Par ailleurs, les maisons médicales de garde continuent de gagner du terrain puisqu’en 2022, 91 départements disposaient de ce type de structure. Au 31 décembre 2022, on dénombrait 535 sites dédiés à la PDSA sur l’ensemble du territoire, soit 34 de plus qu’en 2021, ce qui correspond à un taux de croissance 6,8 % entre 2021 et 2022. La création de sites dédiés a concerné 12 départements en 2022. « Notons que les prises en charge plus traditionnelles au cabinet du médecin traitant étaient toujours effectives pour 83 % des départements, y compris les départements non-couverts par des sites dédiés », précise le rapport.
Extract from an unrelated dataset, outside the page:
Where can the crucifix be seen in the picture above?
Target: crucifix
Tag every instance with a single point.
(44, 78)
Au total, 43 % des territoires de PDSA les week-ends et jours fériés étaient couverts par un site dédié en 2022.
L’extension des horaires de la PDSA au samedi matin fait partie des revendications des médecins libéraux depuis longtemps. Sur le terrain, l’élargissement de la PDSA au samedi matin poursuit doucement son développement. En 2022, 38 départements ont déclaré que la PDSA avait été élargie au samedi pour la régulation et 15 départements pour l’effection.
Davantage de régulateurs
Côté régulation, en 2022, les médecins libéraux ont participé à la régulation médicale de la PDSA sur la quasi-totalité du territoire, à l’exception de six départements : les Ardennes, le Territoire de Belfort, la Guyane, Mayotte, la Nouvelle-Calédonie et la Polynésie Française.
Au total, ce sont 3 355 médecins généralistes qui ont assuré le rôle de médecin régulateur en 2022, soit une hausse de 2,7 % en par rapport à 2021. Et ce sont les médecins régulateurs salariés, retraités ou remplaçants qui permettent cette hausse.
En effet la participation des médecins libéraux installés (2 547 médecins) a baissé de 2,8 % par rapport à 2021. Sur l’ensemble des médecins généralistes libéraux exclusifs ayant une activité régulière (46 701 en 2022), 5,4 % d’entre eux ont ainsi participé à la régulation de la PDSA en 2022. Il faut donc y ajouter 808 médecins retraités, salariés ou remplaçants, un chiffre en hausse de 24,9 %.
Le nombre total de médecins régulateurs augmente pour 39 % des départements et baisse pour 31 %.